While the Kahn family are pleased with the settlement agreement, deep problems in the system remain. “Dust levels haven’t come down and the law hasn’t changed,” says Kahn, firmly.
ODMWA sets a compensation ceiling much lower than the Compensation for Occupational Injuries Diseases Act (COIDA) , which applies to every other industry, providing poor benefits for occupational lung diseases.
“(The agreement) hasn’t altered ODMWA’s inferior benefits paid to mineworkers compared to COIDA, which provides for lifetime
compensation for occupational injury or disease, which are paid to ex non-mine workers,” Kahn points out.
“Basically, the mines are getting away with paying less compensation because of some peculiar historical law instead of joining together and paying everyone the same amount. They’re getting off lightly.
“If you get second-stage silicosis on a mine you get R140000 - on a foundry you get 75% of your usual salary for the rest of your life, which could be 15 years.”
Too little, too, is being done to reduce high dust levels. “The mines cook their levels,” he says. To illustrate this, Kahn shows a new study by Wits University and the National Institute for Occupational Health on silicosis and pulmonary TB (PTB) in deceased female SA miners.
It found proportions of silicosis and PTB were comparable in women and men, suggesting similar exposures. “Silicosis detection after short employment indicates inadequate dust control, particularly as most entered the industry after implementation of interventions to control silica dust in 2003,” the authors wrote.
Alan Fine, OLD spokesperson, says mines manage respirable crystalline silica at source through wet drilling and engineering controls such as ventilation, dust allaying, filtration and centralised blasting to prevent peak exposures. Employees remaining at risk of exposure in excess of occupational exposure limits are provided with personal protective equipment.
“Mines have also been constantly improving their standard of dust monitoring, sampling frequencies and dust analysis methods, and this has resulted in the incidence of silicosis declining over time.”

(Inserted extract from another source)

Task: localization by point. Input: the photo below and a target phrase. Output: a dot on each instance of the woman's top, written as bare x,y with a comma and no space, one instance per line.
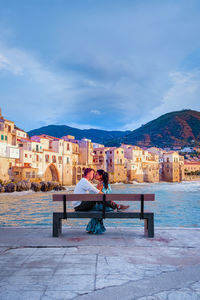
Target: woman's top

Given the length of time it takes to contract silicosis, dust management procedures put in place now are only likely to show results in terms of fewer cases of silicosis in the next 20 years, Fine says, adding how the number of silicosis diagnoses has fallen from 1537 in 2006 to 635 in 2016.
Through the Jock McCulloch Mining Fund, the Kahns now plan to fight for miners with first stage silicosis and normal lung function “who can work and want to work” by mounting a legal challenge in the Labour Court.
“In terms of the new rules, you can’t work anymore and since the class action, the mines have been getting rid of anyone at risk for developing silicosis and TB,” says Kahn.
FROM a neat folder, former mineworker Joseph Malefetsane Shata pulls out the letter he received from AngloGold terminating his services for medical incapacity. His last day of work was on May 15, 2014.
His medical reports detail how he suffers from hypertension, diabetes and occupational underground mining-related silicosis.
After nearly 40 years working underground, he has “chronic shortness of breath, chronic coughing and recurrent chest pains”.
“I struggle to breathe. Having this disease has affected my life. I haven’t been compensated by the mines yet. Are they waiting for me to die or what? That is my question.”
Once he receives his compensation under the historic settlement agreement, Shata will save it for his family’s future.
“I want to make sure my wife and children are looked after.”